Referring to FIG. 1, a ML system 10 for predicting electrolyte polymers is illustrated. The ML system 10 is shown including one or more processors 100 (referred to herein simply as “processor 100”), a memory 120 and a data store 140 communicably coupled to the processor 100. It should be understood that the processor 100 can be part of the ML system 10, or in the alternative, the ML system 10 can access the processor 100 through a data bus or another communication path.


The memory 120 is configured to store an acquisition module 121, a large language model (LLM) module 122, a polymer language module 123, a ML property predictive module 126, a molecular dynamics (MD) module 127, and a feedback loop module 128. The memory 120 is a random-access memory (RAM), read-only memory (ROM), a hard-disk drive, a flash memory, or other suitable memory for storing the acquisition module 121, LLM module 122, polymer language module 123, ML property predictive module 126, molecular dynamics (MD) module 127, and feedback loop module 128. Also, the acquisition module 121, LLM module 122, the polymer language module 123, ML property predictive module 126, molecular dynamics (MD) module 127, and feedback loop module 128 (collectively referred to herein as “modules 121-128”) are, for example, computer-readable instructions that when executed by the processor 100 cause the processor(s) to perform the various functions disclosed herein.

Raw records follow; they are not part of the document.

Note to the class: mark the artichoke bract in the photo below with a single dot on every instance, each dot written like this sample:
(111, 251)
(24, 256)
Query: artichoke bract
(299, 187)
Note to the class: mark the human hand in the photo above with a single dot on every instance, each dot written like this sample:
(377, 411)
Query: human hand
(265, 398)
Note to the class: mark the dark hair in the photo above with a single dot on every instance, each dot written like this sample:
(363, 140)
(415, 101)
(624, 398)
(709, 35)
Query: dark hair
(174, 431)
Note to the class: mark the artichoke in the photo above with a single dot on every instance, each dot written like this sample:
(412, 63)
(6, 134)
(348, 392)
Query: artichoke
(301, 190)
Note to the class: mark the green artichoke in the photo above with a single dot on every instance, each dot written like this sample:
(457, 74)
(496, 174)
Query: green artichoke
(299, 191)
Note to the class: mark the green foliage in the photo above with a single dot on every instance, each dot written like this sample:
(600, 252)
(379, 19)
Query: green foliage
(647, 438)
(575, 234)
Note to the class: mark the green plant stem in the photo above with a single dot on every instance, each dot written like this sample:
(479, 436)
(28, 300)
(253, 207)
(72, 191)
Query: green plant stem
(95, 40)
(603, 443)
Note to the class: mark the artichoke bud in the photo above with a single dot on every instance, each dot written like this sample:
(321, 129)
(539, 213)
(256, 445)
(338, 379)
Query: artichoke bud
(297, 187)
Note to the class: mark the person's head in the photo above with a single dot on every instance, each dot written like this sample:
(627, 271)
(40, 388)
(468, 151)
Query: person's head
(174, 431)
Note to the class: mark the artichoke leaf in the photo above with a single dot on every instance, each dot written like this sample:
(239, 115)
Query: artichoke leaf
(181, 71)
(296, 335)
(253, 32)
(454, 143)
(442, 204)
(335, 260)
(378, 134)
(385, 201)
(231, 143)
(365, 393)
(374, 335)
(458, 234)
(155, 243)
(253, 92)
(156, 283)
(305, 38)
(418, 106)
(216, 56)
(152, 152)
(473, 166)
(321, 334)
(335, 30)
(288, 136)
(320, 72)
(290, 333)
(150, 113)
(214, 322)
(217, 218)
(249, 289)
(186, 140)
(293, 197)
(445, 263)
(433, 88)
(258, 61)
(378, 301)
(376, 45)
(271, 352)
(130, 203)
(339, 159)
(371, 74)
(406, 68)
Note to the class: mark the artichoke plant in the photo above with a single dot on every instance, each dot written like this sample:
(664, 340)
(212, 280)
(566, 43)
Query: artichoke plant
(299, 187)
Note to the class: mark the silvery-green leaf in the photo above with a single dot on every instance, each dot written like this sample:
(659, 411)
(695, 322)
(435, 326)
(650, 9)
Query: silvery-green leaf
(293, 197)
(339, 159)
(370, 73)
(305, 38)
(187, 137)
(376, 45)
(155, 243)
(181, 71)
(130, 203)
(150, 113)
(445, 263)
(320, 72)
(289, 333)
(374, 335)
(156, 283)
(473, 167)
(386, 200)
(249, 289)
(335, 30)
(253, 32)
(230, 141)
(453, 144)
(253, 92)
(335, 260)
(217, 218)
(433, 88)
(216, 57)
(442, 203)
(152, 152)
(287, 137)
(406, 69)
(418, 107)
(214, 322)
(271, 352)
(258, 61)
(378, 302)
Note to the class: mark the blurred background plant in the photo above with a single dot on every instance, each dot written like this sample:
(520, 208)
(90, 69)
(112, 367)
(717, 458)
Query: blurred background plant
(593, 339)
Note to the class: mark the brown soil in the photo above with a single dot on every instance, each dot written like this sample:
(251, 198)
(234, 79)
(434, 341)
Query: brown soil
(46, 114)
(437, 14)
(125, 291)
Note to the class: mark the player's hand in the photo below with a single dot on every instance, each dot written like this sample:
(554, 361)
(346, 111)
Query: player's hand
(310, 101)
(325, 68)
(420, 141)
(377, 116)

In some variations the data store 140 is a database, e.g., an electronic data structure stored in the memory 120 or another data store. Also, in at least one variation the data store 140 in the form of a database is configured with routines that can be executed by the processor 100 for analyzing stored data, providing stored data, organizing stored data, and the like. Accordingly, in some variations the data store 140 stores data used by one or more of the modules 121-128. For example, and as shown in FIG. 1, in at least one variation the data store stores a training polymer dataset 142 (also referred to herein simply as “training dataset 142”), a test polymer dataset 143 (also referred to herein simply as “test dataset 143”), and a polymer properties dataset 144 (also referred to herein simply as “properties dataset 144”).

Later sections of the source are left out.